What Counts as your 5 a Day?
What Counts as your 5 a Day?
Few health facts are as well known as the one dictating that each person needs to take in at least five separate pieces of fruit and veg per day. Let’s look at this issue a little closer, including the ever-present question – just how can we fit five portions in to our diets, day in, day out? It sounds like quite a challenge, but can be achieved easier than you might think…
What counts towards the five a day?
At the most basic level, any kind of fresh, frozen, tinned or dried fruit and vegetables count towards the five a day rule. One portion is usually around a handful, so that's the equivalent of a piece of fruit or a small serving of carrots, peas or sweetcorn. Oh, and it has to be five DIFFERENT servings: eating five apples doesn't count!
Do juices and smoothies count?
They can. However, the juice or smoothie must be 100% made from the fruit or veg: if there's anything added at all, then they’re scrubbed from the list (treat anything labelled ‘fruit juice drink’ as something to avoid). Innocent Smoothies are a good example of ones that do count. It's worth noting, mind, that eating the fruit and veg whole is still preferable: juicing can squash the natural sugars out of the food, meaning that they can be bad for your teeth if consumed excessively.

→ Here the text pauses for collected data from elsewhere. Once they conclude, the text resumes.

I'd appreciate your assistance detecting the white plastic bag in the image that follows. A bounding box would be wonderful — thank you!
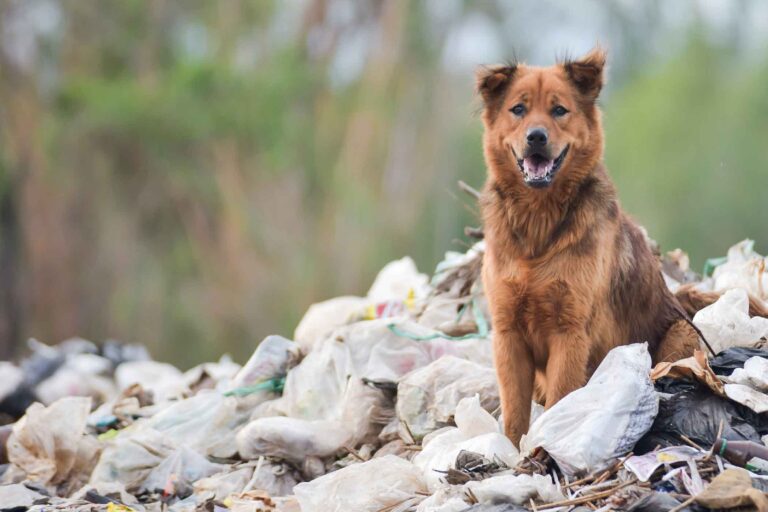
[294,455,426,512]
[141,446,226,494]
[710,240,768,300]
[230,335,298,390]
[367,256,429,303]
[521,343,658,476]
[413,395,519,491]
[397,356,498,440]
[693,288,768,353]
[465,473,563,505]
[115,360,189,403]
[294,296,368,351]
[728,356,768,391]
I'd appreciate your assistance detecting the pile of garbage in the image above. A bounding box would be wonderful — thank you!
[1,238,768,512]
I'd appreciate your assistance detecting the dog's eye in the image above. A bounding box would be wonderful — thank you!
[510,104,526,116]
[552,105,569,117]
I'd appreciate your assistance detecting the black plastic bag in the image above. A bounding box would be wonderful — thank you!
[710,347,768,376]
[636,384,768,453]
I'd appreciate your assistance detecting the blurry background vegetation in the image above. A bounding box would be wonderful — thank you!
[0,0,766,366]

Some veg and fruit works better for juicing than others.
Can I cheat?
Not really – the requirement for five separate portions doesn’t change. But you can embrace some simple recipes which include fruit and vegetables without anyone really noticing. Baked beans on toast bags one, as does topping cereal with a banana. If you love eggs, another clever method is to hard boil a couple, scoop out the yolks, and add a filling – sun dried tomatoes with some fresh basil gives it an Italian twist. It’s a veggy version of the classic deviled eggs recipe, which can you follow easily enough on the Kraft website.
Can I include pulses?
In some cases, yes, pulses can be part of the daily amount. Kidney beans, lentils and chick peas, in particular, all count. However, they can only constitute one serving altogether, as they don't offer quite the same mix of vitamins and materials that fruit and vegetables do. A big plate of the three pulses above is still only one!
Do potatoes count?
Ha, nice try! No, potatoes don't count: they're considered a starchy food much akin to rice and pasta. If you're obsessed with mash, roasts and chips then consider the merits of sweet potatoes, which are similar but are much better for you in the long run. And they do count.
That seems like a lot, I only eat three meals a day!
Understandable: one of the problems that people have is trying to squeeze all that veg and fruit in, especially if they're not big fans of the stuff anyway. These recipes represent a good way to get a good couple of the five in without much effort:
Spaghetti bolognese. One of the glorious things about spag bol is that when you get the sauce right, it can disguise almost anything, especially if you use good meat, which is full of flavour. You could easily include a chopped up mushroom or pepper (or indeed both) within the mix without even really noticing that they were there. Add the chopped tomatoes used to make the sauce and a fruit salad for pudding, and you’ve got all five in one meal!
Curries. Again, the sheer spice and flavour within your standard curry sauce make it ideal for disguising the tastes that you're not so keen on. Mushrooms, peppers and even fruits such as apple and pineapple can be used to give a curry a bit more flavour, without spoiling the savoury (and delicious) overall taste.
Once you know exactly what the five a day constitutes, it becomes easier to work out little ways to include them. If you’re struggling then start slow: do a week making sure you have one a day, then two, then three. Within six weeks, you’ll be easily meeting your requirements.